Bayesian Analysis of Molecular Emission and Dust Continuum of Protoplanetary Disks

TL;DR

This paper introduces a Bayesian framework and a new model, DuCKLinG, for analyzing JWST MIRI spectra of protoplanetary disks, enabling detailed inference of dust and molecular gas properties with validated accuracy.

Contribution

It presents the DuCKLinG model for simultaneous dust and molecular emission analysis and demonstrates its effectiveness through benchmarking against complex thermo-chemical models.

Findings

The model accurately recovers molecular conditions within true values.

Radial gradients in temperature and column density are statistically supported.

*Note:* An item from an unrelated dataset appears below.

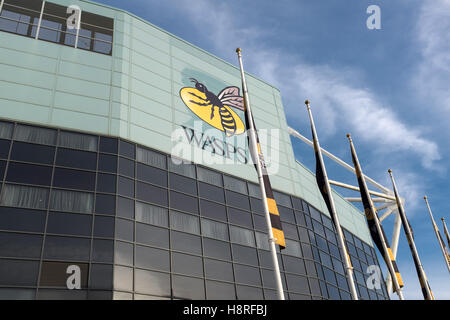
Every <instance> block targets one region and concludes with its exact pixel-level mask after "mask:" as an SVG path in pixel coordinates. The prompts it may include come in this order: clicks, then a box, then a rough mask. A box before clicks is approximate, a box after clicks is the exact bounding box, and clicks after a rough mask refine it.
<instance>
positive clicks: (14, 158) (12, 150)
mask: <svg viewBox="0 0 450 320" xmlns="http://www.w3.org/2000/svg"><path fill="white" fill-rule="evenodd" d="M8 152H9V142H8ZM7 156H8V153H6V157H7ZM54 158H55V147H50V146H41V145H36V144H31V143H26V142H20V141H14V143H13V146H12V150H11V160H18V161H26V162H35V163H42V164H53V161H54Z"/></svg>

Molecules like HCN and C2H2 originate from small, uniform regions.

Abstract

The Mid-InfraRed Instrument (MIRI) on board the James Webb Space Telescope (JWST) probes the chemistry and dust mineralogy of the inner regions of protoplanetary disks. The observed spectra are unprecedented in their detail, complicating interpretations which are mainly based on manual continuum subtraction and 0D slab models. We investigate the physical conditions under which the gas emits in protoplanetary disks. Based on MIRI spectra, we apply a full Bayesian analysis that provides the posterior distributions of dust and molecular properties. For doing so, we introduce the Dust Continuum Kit with Line emission from Gas (DuCKLinG), a model describing the molecular line emission and the dust continuum simultaneously without large computational cost. The dust model is based on work by Juhasz et al. (2009, 2010). The molecular emission is based on LTE slab models, but with radial gradients in column densities and temperatures. The model is compared to observations using Bayesian analysis. We benchmark this model to a complex thermo-chemical ProDiMo model and fit the MIRI spectrum of GWLup. We find that the retrieved molecular conditions from DuCKLinG fall within the true values from ProDiMo. The column densities retrieved by Grant et al. (2023) fall within the retrieved ranges in this study for all examined molecules (CO2, H2O, HCN, and C2H2). Similar overlap is found for the temperatures with only the temperature range of HCN not including the previously found value. This discrepancy may be due to the simultaneous fitting of all molecules compared to the step-by-step fitting of the previous study. There is statistically significant evidence for radial temperature and column density gradients for H2O and CO2 compared to the constant temperature and column density assumed in the 0D slab models. Additionally, HCN and C2H2 emit from a small region with near constant conditions.